Свои таланты Трудны вырабатывал сам. С кем мог он себя сравнивать, откуда взять масштаб? Может статься, что он четырехмерный калека, но может - вообще эквилибрист. Кто же это может знать? Уж наверняка не он сам. Только он никак не мог принять невозможности, верил во все.
И вот наконец у него появились губы, он мог уже кричать. Начал же он с шепота по ночам; он же прекрасно знал, когда все спят, когда не смогут его услыхать. Самого же себя он слушал очень внимательно. Здесь было мало общего с агуканьем младенцев. Поначалу из этого подвешенного в метре над запыленным полом горла исходили буквально отвратительные скрежет и писки. Но постепенно приходило необходимое умение. Ян Герман пытался как можно точнее вспомнить звучание своего собственного голоса; ведь это уже сколько дней он не произнес ни единого слова, не слыхал ни одного сказанного собою словечка...! (Говоря по правде, он прекрасно понимал, что на самом деле уже ничего и никогда не скажет).
- Трудны, - прозвучало наконец-то в одно январское утро.

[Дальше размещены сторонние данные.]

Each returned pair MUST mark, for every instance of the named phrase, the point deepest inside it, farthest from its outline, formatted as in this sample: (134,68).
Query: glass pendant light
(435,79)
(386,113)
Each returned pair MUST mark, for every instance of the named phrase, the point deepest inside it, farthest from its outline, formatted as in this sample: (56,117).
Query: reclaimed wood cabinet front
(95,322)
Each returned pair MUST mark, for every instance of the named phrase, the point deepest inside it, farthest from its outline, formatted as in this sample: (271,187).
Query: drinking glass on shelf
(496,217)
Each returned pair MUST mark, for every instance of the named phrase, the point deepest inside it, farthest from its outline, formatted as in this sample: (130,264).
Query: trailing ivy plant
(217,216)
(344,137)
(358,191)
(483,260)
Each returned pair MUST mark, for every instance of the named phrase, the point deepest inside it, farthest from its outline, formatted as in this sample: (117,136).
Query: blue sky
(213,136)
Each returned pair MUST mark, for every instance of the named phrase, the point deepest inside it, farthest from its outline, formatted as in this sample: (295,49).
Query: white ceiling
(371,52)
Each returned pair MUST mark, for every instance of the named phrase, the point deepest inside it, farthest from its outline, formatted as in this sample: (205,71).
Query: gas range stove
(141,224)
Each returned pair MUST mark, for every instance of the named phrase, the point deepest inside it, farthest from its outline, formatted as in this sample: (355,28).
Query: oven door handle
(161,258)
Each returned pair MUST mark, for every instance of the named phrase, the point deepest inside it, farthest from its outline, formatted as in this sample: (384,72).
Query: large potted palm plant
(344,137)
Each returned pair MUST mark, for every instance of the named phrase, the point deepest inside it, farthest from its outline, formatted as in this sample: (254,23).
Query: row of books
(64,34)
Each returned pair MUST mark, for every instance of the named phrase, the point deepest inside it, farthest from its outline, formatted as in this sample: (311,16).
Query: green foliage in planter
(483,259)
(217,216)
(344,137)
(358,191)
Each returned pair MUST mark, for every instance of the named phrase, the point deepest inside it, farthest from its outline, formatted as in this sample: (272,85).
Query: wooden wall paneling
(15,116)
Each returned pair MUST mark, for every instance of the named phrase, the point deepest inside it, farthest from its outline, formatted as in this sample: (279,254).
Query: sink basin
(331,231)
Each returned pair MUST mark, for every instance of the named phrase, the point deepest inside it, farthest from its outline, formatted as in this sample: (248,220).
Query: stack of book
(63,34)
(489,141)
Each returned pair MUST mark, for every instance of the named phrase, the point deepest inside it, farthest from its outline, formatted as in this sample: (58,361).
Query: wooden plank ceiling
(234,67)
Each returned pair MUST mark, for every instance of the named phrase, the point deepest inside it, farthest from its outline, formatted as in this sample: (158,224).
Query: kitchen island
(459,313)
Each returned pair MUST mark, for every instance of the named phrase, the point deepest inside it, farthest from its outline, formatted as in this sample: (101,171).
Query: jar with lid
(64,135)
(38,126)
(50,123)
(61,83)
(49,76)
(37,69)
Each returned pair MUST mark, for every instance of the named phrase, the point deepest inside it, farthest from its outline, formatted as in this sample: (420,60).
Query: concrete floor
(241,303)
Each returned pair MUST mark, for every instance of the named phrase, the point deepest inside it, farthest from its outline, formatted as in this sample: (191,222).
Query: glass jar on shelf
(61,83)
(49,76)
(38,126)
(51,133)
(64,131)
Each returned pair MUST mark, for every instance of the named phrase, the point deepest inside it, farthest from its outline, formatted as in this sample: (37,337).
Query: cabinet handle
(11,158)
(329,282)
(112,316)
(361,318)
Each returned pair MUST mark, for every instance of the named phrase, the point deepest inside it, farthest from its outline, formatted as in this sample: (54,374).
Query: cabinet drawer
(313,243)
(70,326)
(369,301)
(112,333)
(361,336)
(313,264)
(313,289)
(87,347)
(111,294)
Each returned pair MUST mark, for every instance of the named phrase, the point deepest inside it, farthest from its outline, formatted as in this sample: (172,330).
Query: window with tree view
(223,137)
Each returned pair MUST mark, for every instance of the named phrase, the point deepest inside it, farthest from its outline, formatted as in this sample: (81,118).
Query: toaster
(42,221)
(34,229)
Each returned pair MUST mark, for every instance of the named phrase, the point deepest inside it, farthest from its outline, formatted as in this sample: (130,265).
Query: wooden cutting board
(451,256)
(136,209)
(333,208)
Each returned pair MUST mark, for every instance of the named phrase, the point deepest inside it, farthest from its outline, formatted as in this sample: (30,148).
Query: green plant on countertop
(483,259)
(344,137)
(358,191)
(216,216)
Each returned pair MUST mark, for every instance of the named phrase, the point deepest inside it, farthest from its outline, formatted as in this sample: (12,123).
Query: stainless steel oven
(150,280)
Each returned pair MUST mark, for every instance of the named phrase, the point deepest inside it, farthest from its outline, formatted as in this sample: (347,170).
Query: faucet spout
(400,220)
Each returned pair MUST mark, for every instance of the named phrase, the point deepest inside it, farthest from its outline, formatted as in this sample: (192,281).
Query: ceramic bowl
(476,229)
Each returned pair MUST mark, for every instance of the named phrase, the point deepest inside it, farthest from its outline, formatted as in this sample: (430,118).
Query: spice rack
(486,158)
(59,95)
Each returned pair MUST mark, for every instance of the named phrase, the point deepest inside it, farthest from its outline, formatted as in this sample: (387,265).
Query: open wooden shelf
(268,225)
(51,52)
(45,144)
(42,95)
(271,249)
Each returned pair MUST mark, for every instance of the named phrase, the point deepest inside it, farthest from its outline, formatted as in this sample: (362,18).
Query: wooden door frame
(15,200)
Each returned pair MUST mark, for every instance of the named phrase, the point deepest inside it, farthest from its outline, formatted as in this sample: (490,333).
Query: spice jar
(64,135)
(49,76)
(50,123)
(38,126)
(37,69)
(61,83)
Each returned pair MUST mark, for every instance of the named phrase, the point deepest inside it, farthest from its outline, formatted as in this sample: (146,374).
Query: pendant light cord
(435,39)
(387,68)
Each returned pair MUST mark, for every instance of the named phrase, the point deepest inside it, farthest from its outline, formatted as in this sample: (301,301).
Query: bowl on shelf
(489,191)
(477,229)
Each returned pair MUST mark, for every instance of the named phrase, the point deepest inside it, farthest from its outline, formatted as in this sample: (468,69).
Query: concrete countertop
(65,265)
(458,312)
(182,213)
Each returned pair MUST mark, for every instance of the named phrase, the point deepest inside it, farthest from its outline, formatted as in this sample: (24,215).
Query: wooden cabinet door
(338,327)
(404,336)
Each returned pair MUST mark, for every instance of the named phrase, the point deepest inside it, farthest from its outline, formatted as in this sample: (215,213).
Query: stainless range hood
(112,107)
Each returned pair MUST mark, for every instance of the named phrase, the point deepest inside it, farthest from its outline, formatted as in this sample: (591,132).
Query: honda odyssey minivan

А через пару минут висящие в воздухе губы произнесли в грязную темноту чердака, довольно-таки громко и решительно:
- Меня зовут Ян Герман Трудны.
- Добрый день.
- Мне очень приятно.
- Хороший сегодня день, не правда ли?
Особенно хорошо прозвучало вот это "не правда ли".
Ну ладно, сказал он сам себе, когда волна самоудовлетворения уже опала; все здорово, все прекрасно - но это всего лишь начало.
21
В первый день февраля кто-то позвонил в двери; Виолетта пошла и открыла - а там, в полумраке наступающего вечера, стоял Ян Герман Трудны.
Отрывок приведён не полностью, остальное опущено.